Durch die Kühlkörper auf dem Mainboard vermute ich, dass ich nur die 95mm Breite und Tiefe des Sockels zur Verfügung habe. Werde ich nachmessen wenns angekommen ist. Deshalb habe ich nach Towerkühlern mit 92mm Lüftern gesucht. Geldmäßig wollte ich gern bei ca. 30€ landen. D.h. der Nachkauf von einem/zwei höherwertigen Lüftern ist möglich. Folgende Kandidaten hab ich bis jetzt gefunden:

- Xigmatek Loki (sollte passen und ist günstig genung für ein Lüfterupgrade)
- Thermaltake Contact 21 (wie Loki aber vllt mit 100mm zu breit, dafür eventuell bessere Leistung weil mehr Pipes)
- Scythe Katana 4 (wahrscheinlich der Größte der reinpassen könnte)
- Alpenfoehn Sella und Civetta (beide solide aber auch 100mm breit)
- Noctua NH-U9B SE2 (wahrscheinlich der Beste aber arg teuer)

Ein paar Topblower wie Silverstone Nitrogon, Scythe Big Shuriken, Alpenfoehn Panorama etc. hab ich mir auch angeschaut. In den Tests zu den Topblowern stand aber stets, dass das Leistungs-/Lautstärke-Verhältnis Towern unterlegen ist.

Meine Fragen: Eignet sich einer der vorgeschlagenen Kühler für mein Vorhaben? Kennt jemand Alternativen die mir durch die Finger gegangen sind?
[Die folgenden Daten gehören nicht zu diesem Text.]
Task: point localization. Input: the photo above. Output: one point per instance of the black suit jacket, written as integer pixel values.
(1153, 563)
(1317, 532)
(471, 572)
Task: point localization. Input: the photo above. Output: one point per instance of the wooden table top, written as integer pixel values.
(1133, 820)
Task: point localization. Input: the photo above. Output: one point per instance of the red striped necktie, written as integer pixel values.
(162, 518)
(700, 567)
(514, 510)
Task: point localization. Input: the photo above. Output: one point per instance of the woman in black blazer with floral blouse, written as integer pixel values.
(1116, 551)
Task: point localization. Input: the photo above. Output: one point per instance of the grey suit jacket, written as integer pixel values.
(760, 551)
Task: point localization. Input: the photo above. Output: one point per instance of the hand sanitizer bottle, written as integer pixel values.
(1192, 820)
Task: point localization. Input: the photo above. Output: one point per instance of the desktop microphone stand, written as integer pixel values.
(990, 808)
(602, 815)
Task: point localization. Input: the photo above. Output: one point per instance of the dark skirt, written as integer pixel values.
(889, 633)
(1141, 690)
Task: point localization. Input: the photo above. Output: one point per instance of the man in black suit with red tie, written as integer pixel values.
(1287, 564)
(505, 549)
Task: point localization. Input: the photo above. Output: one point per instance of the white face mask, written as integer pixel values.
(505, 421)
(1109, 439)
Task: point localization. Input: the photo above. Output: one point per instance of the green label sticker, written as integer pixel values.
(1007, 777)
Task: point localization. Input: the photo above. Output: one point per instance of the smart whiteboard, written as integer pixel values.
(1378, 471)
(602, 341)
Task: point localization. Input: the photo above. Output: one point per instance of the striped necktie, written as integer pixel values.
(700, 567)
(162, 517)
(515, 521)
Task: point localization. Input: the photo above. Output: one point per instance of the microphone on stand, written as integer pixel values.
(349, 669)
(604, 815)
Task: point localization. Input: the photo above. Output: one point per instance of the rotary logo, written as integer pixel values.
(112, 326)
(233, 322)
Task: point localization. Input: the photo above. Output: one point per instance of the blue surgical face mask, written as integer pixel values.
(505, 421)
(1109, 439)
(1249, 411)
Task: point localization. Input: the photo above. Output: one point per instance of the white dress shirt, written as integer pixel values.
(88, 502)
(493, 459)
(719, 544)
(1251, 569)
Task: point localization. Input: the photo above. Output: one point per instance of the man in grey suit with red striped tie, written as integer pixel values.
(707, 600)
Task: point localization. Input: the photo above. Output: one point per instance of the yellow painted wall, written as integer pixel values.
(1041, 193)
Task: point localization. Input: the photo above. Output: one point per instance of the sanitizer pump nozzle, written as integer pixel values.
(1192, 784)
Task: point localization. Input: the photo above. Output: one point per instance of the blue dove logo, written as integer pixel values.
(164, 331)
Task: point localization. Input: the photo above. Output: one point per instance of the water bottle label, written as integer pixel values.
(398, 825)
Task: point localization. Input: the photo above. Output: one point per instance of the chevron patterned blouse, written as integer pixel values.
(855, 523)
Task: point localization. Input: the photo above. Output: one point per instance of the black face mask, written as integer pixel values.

Danke für euren Input im Voraus.


----------



## FreezerX (8. Mai 2012)

*AW: CPU-Kühler für i5-3570K@4.0GHz mit max. Höhe 145mm gesucht*

Ich würde zum EKL Sella greifen. Der reicht für an die 4,0GHz sicher aus. Darüber zu gehen ist allerdings nicht sinnvoll.


----------



## monkey_cb (8. Mai 2012)

*AW: CPU-Kühler für i5-3570K@4.0GHz mit max. Höhe 145mm gesucht*

danke für die schnelle Antwort. Bauchgefühl oder hast du mit dem gute Erfahrung gemacht?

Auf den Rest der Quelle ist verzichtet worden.